In-house brands also give more power to the retailers. On Kohl's latest earnings call, CEO Kevin Mansell said the brands created inside its organization allow the company to bring in fresh product more quickly.
Perhaps most importantly, they allow retailers to fend off price competition, and pocket a larger chunk of their sales. According to Hariharan, the cost of a branded HDMI cable costs a retailer roughly $6. They can then sell that item for about $10, netting them $4. However, if they produce the cable on their own, it costs roughly $1.50 or $2. Even if they sell that product for less, say $8, they're nonetheless recording and additional $2 to $2.50 in gross profits.

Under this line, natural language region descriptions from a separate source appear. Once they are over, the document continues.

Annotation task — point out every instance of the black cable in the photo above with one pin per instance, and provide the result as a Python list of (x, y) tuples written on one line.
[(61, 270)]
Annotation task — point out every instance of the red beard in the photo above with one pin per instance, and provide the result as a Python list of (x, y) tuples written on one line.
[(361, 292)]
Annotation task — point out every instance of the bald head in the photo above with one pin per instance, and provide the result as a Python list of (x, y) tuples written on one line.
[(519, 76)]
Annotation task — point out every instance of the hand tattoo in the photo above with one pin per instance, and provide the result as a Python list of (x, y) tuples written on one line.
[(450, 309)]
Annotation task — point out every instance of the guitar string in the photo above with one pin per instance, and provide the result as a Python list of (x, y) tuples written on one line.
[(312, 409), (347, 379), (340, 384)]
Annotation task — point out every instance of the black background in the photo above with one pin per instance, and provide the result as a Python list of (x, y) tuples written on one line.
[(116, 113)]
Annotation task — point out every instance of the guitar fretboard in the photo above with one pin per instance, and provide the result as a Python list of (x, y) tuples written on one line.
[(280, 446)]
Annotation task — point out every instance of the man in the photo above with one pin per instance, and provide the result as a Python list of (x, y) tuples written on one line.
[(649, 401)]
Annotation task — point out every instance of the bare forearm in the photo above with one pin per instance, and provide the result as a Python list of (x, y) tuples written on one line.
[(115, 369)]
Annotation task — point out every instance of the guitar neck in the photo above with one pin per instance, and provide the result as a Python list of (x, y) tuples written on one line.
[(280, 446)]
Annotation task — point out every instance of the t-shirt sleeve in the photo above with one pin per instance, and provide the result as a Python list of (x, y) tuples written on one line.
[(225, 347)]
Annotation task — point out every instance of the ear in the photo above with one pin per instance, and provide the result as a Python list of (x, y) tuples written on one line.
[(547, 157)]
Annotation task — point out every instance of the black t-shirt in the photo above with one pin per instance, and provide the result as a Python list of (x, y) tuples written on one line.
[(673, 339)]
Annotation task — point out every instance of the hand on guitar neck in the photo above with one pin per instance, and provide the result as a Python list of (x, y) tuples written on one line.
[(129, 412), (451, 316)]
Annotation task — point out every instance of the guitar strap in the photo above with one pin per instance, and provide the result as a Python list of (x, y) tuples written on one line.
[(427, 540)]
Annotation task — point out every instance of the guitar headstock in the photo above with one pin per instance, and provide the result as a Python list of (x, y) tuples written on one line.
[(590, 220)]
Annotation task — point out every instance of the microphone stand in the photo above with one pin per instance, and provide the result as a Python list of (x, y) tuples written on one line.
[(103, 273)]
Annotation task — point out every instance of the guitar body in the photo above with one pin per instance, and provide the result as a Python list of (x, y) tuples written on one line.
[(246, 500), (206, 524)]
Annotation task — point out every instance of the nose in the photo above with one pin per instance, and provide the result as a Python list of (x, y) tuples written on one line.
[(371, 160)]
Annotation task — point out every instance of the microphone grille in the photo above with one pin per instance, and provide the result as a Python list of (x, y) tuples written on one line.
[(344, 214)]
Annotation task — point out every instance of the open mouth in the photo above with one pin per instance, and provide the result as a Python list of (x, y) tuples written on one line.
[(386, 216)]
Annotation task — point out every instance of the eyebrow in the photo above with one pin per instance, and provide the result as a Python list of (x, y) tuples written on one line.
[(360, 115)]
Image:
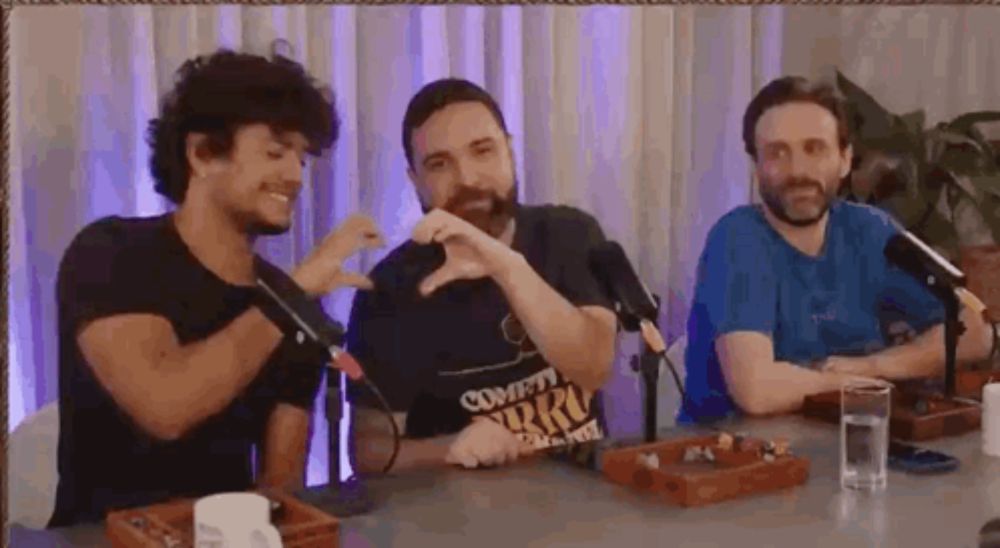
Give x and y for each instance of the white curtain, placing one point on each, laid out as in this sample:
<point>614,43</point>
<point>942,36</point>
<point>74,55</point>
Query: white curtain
<point>631,113</point>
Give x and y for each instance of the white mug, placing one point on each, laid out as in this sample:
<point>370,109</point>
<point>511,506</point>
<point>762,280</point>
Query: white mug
<point>234,520</point>
<point>991,419</point>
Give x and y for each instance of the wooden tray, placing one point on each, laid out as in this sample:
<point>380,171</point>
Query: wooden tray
<point>300,525</point>
<point>943,417</point>
<point>734,474</point>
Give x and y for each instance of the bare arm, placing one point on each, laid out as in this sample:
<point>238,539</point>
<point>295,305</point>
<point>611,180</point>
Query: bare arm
<point>371,437</point>
<point>167,388</point>
<point>286,440</point>
<point>924,355</point>
<point>759,384</point>
<point>578,341</point>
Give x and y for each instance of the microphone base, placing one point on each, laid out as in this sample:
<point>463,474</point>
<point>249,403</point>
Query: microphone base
<point>341,499</point>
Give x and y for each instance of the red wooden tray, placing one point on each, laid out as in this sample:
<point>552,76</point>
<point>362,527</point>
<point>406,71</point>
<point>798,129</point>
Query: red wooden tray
<point>300,525</point>
<point>734,474</point>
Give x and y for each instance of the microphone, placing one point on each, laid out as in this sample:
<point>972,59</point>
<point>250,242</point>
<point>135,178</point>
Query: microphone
<point>638,307</point>
<point>281,293</point>
<point>918,259</point>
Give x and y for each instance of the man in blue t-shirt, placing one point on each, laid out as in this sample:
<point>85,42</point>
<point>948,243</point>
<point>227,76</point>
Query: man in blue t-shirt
<point>795,295</point>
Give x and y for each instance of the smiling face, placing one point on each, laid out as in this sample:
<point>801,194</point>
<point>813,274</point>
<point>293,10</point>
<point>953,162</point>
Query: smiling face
<point>799,161</point>
<point>462,163</point>
<point>256,186</point>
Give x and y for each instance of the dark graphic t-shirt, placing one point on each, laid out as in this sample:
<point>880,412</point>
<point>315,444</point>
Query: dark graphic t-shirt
<point>461,353</point>
<point>106,461</point>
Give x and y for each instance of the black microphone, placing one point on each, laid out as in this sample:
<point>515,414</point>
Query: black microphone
<point>917,258</point>
<point>614,271</point>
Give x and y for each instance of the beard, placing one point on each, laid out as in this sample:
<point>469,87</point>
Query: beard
<point>492,217</point>
<point>799,212</point>
<point>253,224</point>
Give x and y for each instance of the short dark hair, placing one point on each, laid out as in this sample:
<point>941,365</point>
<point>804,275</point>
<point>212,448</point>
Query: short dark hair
<point>794,89</point>
<point>437,95</point>
<point>219,93</point>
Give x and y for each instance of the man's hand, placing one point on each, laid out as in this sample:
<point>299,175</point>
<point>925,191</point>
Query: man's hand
<point>485,443</point>
<point>470,253</point>
<point>322,271</point>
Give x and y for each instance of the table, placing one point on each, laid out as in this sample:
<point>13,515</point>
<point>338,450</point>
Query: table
<point>544,503</point>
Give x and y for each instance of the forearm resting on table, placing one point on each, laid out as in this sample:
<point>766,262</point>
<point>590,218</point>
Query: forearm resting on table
<point>578,342</point>
<point>283,456</point>
<point>924,355</point>
<point>168,388</point>
<point>762,386</point>
<point>371,437</point>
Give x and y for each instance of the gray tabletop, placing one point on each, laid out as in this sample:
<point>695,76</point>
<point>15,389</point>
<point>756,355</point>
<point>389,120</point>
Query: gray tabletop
<point>546,503</point>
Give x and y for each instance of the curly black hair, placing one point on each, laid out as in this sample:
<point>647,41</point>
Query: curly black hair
<point>217,94</point>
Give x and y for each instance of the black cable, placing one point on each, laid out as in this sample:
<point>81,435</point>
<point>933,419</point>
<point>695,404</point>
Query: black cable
<point>673,372</point>
<point>396,437</point>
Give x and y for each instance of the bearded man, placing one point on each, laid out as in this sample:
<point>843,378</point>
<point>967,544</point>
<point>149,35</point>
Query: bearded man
<point>795,295</point>
<point>487,332</point>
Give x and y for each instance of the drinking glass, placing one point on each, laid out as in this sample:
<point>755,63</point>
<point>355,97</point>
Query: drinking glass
<point>864,434</point>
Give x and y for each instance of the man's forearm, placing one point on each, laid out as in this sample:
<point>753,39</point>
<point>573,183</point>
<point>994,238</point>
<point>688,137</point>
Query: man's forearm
<point>924,355</point>
<point>372,440</point>
<point>576,344</point>
<point>781,387</point>
<point>373,453</point>
<point>201,379</point>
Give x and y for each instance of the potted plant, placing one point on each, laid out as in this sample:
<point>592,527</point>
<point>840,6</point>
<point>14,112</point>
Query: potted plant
<point>942,183</point>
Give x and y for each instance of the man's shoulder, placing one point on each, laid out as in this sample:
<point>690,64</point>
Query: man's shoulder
<point>118,231</point>
<point>863,216</point>
<point>558,216</point>
<point>116,237</point>
<point>743,223</point>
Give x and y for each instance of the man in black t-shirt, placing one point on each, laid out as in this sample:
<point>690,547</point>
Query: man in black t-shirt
<point>487,332</point>
<point>174,376</point>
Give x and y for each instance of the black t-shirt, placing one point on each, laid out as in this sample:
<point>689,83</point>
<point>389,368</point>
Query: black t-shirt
<point>461,352</point>
<point>141,265</point>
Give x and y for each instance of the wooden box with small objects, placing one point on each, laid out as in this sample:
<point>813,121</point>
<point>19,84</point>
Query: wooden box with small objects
<point>171,525</point>
<point>919,414</point>
<point>697,471</point>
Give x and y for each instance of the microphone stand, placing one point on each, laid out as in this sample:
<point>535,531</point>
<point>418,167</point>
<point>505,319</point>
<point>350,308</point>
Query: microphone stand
<point>953,328</point>
<point>341,499</point>
<point>647,364</point>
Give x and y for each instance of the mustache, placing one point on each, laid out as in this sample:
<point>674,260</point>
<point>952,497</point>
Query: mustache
<point>466,194</point>
<point>795,183</point>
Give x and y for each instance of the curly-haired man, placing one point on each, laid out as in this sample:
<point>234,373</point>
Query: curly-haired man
<point>173,381</point>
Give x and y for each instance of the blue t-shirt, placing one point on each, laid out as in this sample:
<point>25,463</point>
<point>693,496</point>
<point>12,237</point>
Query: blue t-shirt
<point>750,278</point>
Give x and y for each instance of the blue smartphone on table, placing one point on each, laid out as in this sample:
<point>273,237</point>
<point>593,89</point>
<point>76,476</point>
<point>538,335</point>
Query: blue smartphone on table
<point>917,460</point>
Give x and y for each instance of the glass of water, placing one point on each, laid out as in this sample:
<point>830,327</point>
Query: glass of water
<point>864,434</point>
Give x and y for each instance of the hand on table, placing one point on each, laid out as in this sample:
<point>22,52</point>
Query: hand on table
<point>486,443</point>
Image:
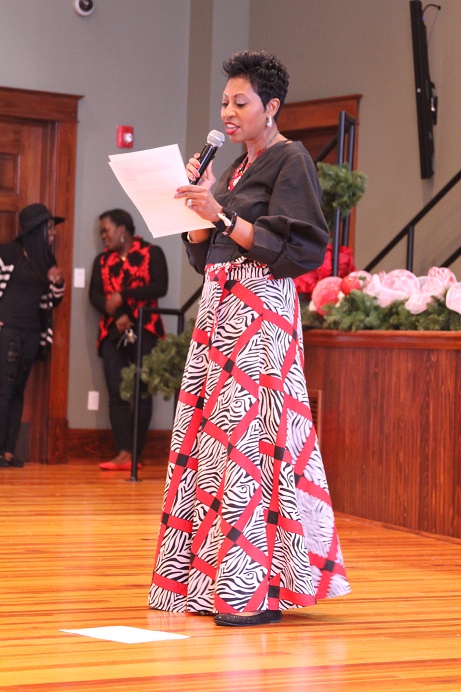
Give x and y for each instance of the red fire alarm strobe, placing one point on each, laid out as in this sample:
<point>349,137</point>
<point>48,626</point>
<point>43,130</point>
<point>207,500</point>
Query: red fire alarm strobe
<point>125,136</point>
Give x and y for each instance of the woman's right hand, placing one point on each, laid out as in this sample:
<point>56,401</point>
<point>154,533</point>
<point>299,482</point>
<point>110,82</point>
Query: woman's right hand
<point>208,178</point>
<point>123,323</point>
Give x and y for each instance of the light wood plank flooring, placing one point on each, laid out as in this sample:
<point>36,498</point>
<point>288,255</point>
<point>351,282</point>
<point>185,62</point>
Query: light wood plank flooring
<point>77,548</point>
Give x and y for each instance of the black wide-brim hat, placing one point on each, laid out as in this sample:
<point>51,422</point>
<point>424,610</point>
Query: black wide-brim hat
<point>33,215</point>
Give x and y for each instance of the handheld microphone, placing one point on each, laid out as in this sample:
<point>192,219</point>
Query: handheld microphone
<point>214,140</point>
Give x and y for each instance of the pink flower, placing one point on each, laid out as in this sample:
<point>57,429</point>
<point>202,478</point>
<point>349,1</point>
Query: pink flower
<point>432,285</point>
<point>445,275</point>
<point>307,282</point>
<point>418,302</point>
<point>453,298</point>
<point>401,280</point>
<point>384,295</point>
<point>326,291</point>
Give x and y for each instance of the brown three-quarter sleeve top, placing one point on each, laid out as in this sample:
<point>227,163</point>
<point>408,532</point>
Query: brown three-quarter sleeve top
<point>280,195</point>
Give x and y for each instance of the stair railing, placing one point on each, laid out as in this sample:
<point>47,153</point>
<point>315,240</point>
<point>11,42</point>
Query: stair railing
<point>408,231</point>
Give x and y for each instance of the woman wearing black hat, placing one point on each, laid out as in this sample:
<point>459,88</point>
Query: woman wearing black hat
<point>31,285</point>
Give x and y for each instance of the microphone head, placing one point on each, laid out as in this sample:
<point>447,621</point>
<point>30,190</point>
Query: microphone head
<point>215,138</point>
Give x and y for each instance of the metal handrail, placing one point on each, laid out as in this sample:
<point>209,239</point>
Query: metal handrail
<point>408,231</point>
<point>346,126</point>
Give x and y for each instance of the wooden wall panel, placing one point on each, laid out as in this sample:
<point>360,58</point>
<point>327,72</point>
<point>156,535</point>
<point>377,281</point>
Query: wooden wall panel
<point>391,425</point>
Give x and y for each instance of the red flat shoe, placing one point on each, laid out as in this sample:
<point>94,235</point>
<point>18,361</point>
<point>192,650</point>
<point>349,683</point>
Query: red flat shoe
<point>264,617</point>
<point>113,466</point>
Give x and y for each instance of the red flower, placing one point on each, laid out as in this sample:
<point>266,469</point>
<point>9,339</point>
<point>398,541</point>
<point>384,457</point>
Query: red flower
<point>307,282</point>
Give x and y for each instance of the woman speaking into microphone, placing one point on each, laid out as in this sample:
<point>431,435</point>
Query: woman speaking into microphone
<point>247,526</point>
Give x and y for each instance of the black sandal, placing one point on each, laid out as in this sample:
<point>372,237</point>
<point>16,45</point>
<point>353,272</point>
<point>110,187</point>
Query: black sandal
<point>265,617</point>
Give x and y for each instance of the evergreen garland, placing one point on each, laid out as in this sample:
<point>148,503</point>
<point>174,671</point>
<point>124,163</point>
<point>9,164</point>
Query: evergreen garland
<point>342,189</point>
<point>161,369</point>
<point>359,311</point>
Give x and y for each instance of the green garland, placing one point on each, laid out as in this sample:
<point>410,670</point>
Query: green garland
<point>161,369</point>
<point>359,311</point>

"That's a big deal in retail," he said.
These types of opportunities have led some 90 percent of the more than 100 retailers Hariharan has met with to ask about private label. Yet he cautioned that there are risks involved — namely, the amount of investment required to make it a success. For a 200-person design team, headcount and management costs alone can reach $40 million annually. And if an executive were to make the wrong decision about where to produce goods, it could end up costing 10 times more.
"Organizations right now are not necessarily set up for private label," he said.